Principal photography on the film began on 20 July 2016, in Sydney, Australia. Filming also took place in Taipei and Beijing, and wrapped up in September 2016.

==Release==
Bleeding Steel was first released in Australia by Perfect Village Entertainment on 15 December 2017 before being released in China by United Entertainment Partners (UEP) a week later, on 22 December. The film was released in the Philippines by Viva International Pictures and MVP Entertainment on 21 February 2018. In the United States, the film was first released by UEP with English subtitles in December 2017. It was later released with an English dub by Lionsgate Premiere on 6 July 2018 in both theaters and video on demand.

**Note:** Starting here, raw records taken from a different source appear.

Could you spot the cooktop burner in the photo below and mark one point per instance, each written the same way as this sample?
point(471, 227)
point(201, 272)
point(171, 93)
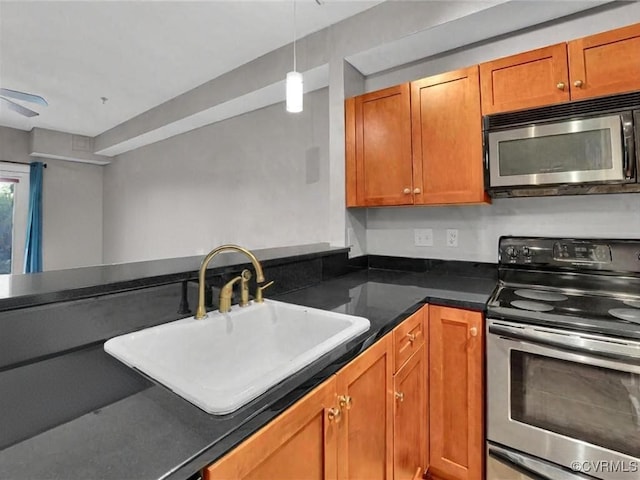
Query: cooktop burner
point(632, 303)
point(533, 306)
point(541, 295)
point(629, 314)
point(587, 285)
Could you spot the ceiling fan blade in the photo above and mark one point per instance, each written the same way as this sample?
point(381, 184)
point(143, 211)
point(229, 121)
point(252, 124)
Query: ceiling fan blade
point(19, 108)
point(27, 97)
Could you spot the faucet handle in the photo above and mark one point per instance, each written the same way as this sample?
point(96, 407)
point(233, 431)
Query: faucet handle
point(245, 276)
point(259, 298)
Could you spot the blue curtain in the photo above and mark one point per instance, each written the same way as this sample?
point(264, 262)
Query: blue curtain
point(33, 243)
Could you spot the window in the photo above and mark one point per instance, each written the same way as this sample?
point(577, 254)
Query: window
point(14, 207)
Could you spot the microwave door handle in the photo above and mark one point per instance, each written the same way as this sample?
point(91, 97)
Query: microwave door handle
point(531, 466)
point(629, 154)
point(620, 351)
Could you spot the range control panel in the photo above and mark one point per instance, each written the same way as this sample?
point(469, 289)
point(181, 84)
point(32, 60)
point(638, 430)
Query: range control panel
point(578, 254)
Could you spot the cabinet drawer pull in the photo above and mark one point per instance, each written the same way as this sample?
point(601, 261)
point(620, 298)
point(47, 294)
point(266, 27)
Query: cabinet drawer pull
point(418, 474)
point(334, 414)
point(345, 402)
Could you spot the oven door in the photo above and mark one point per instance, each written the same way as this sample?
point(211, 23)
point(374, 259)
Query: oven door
point(506, 464)
point(569, 398)
point(598, 149)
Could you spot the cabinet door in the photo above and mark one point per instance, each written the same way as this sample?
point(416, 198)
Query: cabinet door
point(531, 79)
point(366, 430)
point(447, 138)
point(378, 148)
point(456, 406)
point(301, 443)
point(410, 418)
point(606, 63)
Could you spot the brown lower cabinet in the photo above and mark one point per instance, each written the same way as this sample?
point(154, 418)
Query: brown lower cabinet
point(456, 394)
point(300, 444)
point(376, 418)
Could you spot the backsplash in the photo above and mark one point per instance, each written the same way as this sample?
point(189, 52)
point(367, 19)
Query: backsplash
point(390, 231)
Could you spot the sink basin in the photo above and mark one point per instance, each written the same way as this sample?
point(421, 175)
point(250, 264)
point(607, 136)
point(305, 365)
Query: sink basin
point(227, 359)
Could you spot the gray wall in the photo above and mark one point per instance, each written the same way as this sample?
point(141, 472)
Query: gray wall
point(72, 215)
point(389, 231)
point(260, 180)
point(72, 197)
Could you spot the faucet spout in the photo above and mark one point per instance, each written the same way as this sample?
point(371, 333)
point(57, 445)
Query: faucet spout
point(201, 311)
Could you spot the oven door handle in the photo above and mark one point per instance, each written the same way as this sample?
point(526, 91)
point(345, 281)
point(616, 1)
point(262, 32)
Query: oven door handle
point(535, 468)
point(627, 352)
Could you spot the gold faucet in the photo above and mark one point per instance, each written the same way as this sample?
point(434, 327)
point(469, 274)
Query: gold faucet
point(201, 312)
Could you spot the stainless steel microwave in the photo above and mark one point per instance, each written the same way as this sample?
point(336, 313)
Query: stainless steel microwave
point(579, 147)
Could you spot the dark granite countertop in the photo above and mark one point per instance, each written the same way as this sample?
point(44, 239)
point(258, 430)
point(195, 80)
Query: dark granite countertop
point(154, 434)
point(60, 285)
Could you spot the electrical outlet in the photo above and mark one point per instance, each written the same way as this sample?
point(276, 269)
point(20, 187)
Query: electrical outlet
point(423, 237)
point(452, 237)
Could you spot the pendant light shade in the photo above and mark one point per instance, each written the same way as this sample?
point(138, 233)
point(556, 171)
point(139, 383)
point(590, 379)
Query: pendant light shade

Bleeding Steel, though not officially part of the Police Story series, was released under the title ポリス・ストーリー REBORN (lit. Police Story Reborn) in Japan, and used an updated version of the Police Story title song sung by Jackie Chan in the end credits. Unlike the original, which was sung in Cantonese, this version is sung in Mandarin Chinese.

==Reception==
On Rotten Tomatoes, the film has an approval rating of 22% based on 18 reviews, with an average rating of 3.6/10. The South China Morning Post compared Bleeding Steel to previous films starring Jackie Chan, stating "with this one he hits a new low in terms of the nonsensical garbage he is willing to put his name to". The review specifically noted the lack of "action, humour or logic", finding the film "packed with risible English dialogue and even worse performances, the film feels like a lazy, contemptuous cash grab from start to finish". Variety declared the film a "corny cyberpunk pastiche" that would appeal "exclusively to kids".